Class WordExtractor

  • All Implemented Interfaces:
    Closeable, AutoCloseable

    public final class WordExtractor
    extends POIOLE2TextExtractor
    Class to extract the text from a Word Document. You should use either getParagraphText() or getText() unless you have a strong reason otherwise.
    • Constructor Detail

      • WordExtractor

        public WordExtractor​(InputStream is)
                      throws IOException
        Create a new Word Extractor
        Parameters:
        is - InputStream containing the word file
        Throws:
        IOException
      • WordExtractor

        public WordExtractor​(POIFSFileSystem fs)
                      throws IOException
        Create a new Word Extractor
        Parameters:
        fs - POIFSFileSystem containing the word file
        Throws:
        IOException
      • WordExtractor

        public WordExtractor​(HWPFDocument doc)
        Create a new Word Extractor
        Parameters:
        doc - The HWPFDocument to extract from
    • Method Detail

      • main

        public static void main​(String[] args)
                         throws IOException
        Command line extractor, so people will stop moaning that they can't just run this.
        Throws:
        IOException
      • getParagraphText

        public String[] getParagraphText()
        Get the text from the word file, as an array with one String per paragraph
      • getFootnoteText

        public String[] getFootnoteText()
      • getMainTextboxText

        public String[] getMainTextboxText()
      • getEndnoteText

        public String[] getEndnoteText()
      • getCommentsText

        public String[] getCommentsText()
      • getHeaderText

        @Deprecated
        public String getHeaderText()
        Deprecated.
        3.8 beta 4
        Grab the text from the headers
      • getFooterText

        @Deprecated
        public String getFooterText()
        Deprecated.
        3.8 beta 4
        Grab the text from the footers
      • getTextFromPieces

        public String getTextFromPieces()
        Grab the text out of the text pieces.

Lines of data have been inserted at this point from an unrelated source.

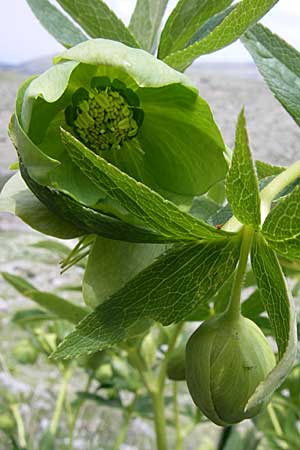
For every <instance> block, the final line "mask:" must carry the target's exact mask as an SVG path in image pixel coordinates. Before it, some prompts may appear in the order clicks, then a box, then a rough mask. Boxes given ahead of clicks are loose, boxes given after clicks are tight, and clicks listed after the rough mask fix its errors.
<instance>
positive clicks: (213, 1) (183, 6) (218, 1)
mask: <svg viewBox="0 0 300 450" xmlns="http://www.w3.org/2000/svg"><path fill="white" fill-rule="evenodd" d="M232 1H233V0H211V1H209V2H208V1H207V0H179V2H178V3H177V5H176V7H175V9H174V10H173V12H172V14H171V15H170V16H169V18H168V21H167V23H166V25H165V27H164V29H163V32H162V34H161V39H160V44H159V51H158V56H159V58H160V59H164V58H166V56H168V55H170V54H171V53H174V52H176V51H177V50H181V49H182V48H184V47H185V46H186V44H187V43H188V42H189V40H190V39H191V38H192V37H193V35H194V34H195V33H196V31H198V30H199V28H200V27H201V26H202V25H203V24H204V23H205V22H206V21H207V20H208V19H209V18H210V17H212V16H214V15H215V14H217V13H219V12H221V11H222V10H223V9H224V8H226V7H227V6H229V5H230V4H231V3H232Z"/></svg>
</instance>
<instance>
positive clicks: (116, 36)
mask: <svg viewBox="0 0 300 450" xmlns="http://www.w3.org/2000/svg"><path fill="white" fill-rule="evenodd" d="M57 1H58V3H59V4H60V5H61V6H62V7H63V8H64V10H65V11H67V13H68V14H70V16H71V17H72V18H73V19H74V20H75V21H76V22H77V23H78V24H79V25H80V26H81V27H82V28H83V29H84V30H85V31H86V32H87V33H88V34H89V35H90V36H91V37H92V38H100V37H101V38H104V39H111V40H113V41H119V42H123V43H124V44H126V45H129V46H131V47H139V44H138V43H137V42H136V40H135V38H134V37H133V35H132V34H131V33H130V31H129V30H128V29H127V28H126V26H125V25H124V24H123V22H122V21H121V20H120V19H119V18H118V17H117V16H116V15H115V13H114V12H113V11H112V10H111V9H110V8H109V7H108V6H107V5H106V3H104V2H103V1H101V0H97V1H94V0H57Z"/></svg>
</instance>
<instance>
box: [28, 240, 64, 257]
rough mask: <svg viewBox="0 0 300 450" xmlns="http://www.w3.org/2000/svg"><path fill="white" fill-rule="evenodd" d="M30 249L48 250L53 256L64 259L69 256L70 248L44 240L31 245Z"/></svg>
mask: <svg viewBox="0 0 300 450" xmlns="http://www.w3.org/2000/svg"><path fill="white" fill-rule="evenodd" d="M31 247H34V248H41V249H43V250H48V251H50V252H52V253H54V254H55V255H57V256H59V257H60V258H65V257H66V256H68V255H69V254H70V247H69V246H67V245H65V244H62V243H61V242H58V241H54V240H49V239H47V240H46V239H44V240H42V241H38V242H35V243H34V244H31Z"/></svg>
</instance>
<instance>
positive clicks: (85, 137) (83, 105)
mask: <svg viewBox="0 0 300 450" xmlns="http://www.w3.org/2000/svg"><path fill="white" fill-rule="evenodd" d="M65 116H66V122H67V124H68V125H70V126H71V127H72V128H73V130H74V132H75V134H76V136H77V137H78V138H79V139H80V140H81V141H82V142H83V143H84V144H85V145H86V146H87V147H88V148H90V149H91V150H93V151H94V152H95V153H99V152H101V151H105V150H119V149H120V148H121V147H122V145H123V144H124V142H126V141H128V140H130V139H132V138H134V137H135V136H136V135H137V133H138V130H139V127H140V126H141V124H142V122H143V116H144V115H143V110H142V109H141V108H140V102H139V98H138V96H137V95H136V94H135V93H134V92H133V91H132V90H131V89H128V88H127V87H126V85H125V84H124V83H122V82H121V81H119V80H113V82H111V81H110V79H109V78H107V77H96V78H93V79H92V81H91V88H90V89H89V91H87V90H86V89H84V88H79V89H78V90H77V91H76V92H75V93H74V94H73V97H72V105H70V106H68V108H67V109H66V111H65Z"/></svg>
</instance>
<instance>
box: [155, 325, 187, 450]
mask: <svg viewBox="0 0 300 450" xmlns="http://www.w3.org/2000/svg"><path fill="white" fill-rule="evenodd" d="M182 327H183V323H179V324H177V325H175V326H174V329H173V332H172V334H171V336H170V338H169V344H168V350H167V352H166V354H165V357H164V360H163V361H162V363H161V367H160V371H159V375H158V379H157V386H156V389H155V391H154V392H152V402H153V409H154V424H155V431H156V442H157V450H167V449H168V445H167V436H166V418H165V401H164V400H165V397H164V390H165V382H166V375H167V365H168V360H169V358H170V356H171V353H172V351H173V350H174V347H175V344H176V341H177V338H178V336H179V333H180V331H181V330H182Z"/></svg>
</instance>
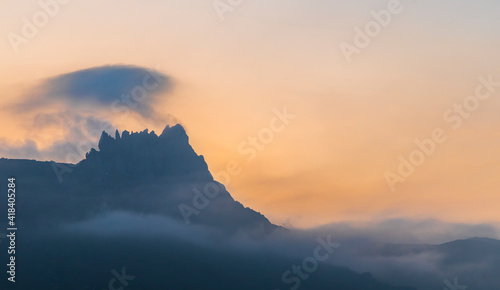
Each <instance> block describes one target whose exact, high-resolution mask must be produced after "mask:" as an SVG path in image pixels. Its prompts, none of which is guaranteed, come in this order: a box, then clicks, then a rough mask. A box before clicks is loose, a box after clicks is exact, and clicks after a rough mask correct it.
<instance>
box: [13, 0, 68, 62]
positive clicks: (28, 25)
mask: <svg viewBox="0 0 500 290" xmlns="http://www.w3.org/2000/svg"><path fill="white" fill-rule="evenodd" d="M69 2H71V0H40V1H38V6H39V9H38V10H37V11H36V12H35V13H33V15H32V16H31V17H30V18H28V17H22V18H21V22H22V24H21V31H20V33H15V32H9V33H7V38H8V40H9V43H10V46H12V49H13V50H14V52H15V53H19V52H20V49H19V47H20V46H21V45H22V44H28V43H29V42H30V40H31V39H33V38H34V37H35V36H37V35H38V33H39V32H40V30H41V29H42V28H44V27H45V26H47V24H49V21H50V20H51V19H54V18H55V17H56V16H57V15H58V14H59V12H60V11H61V7H63V6H64V5H67V4H68V3H69Z"/></svg>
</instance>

Might also include various bits of crud, but will work in cases where the text piece -> paragraph mapping is broken. Fast too.
      • getText

        public String getText()
        Grab the text, based on the WordToTextConverter. Shouldn't include any crud, but slower than getTextFromPieces().
        Specified by:
        getText in class POITextExtractor
        Returns:
        All the text from the document
      • stripFields

        public static String stripFields​(String text)
        Removes any fields (eg macros, page markers etc) from the string.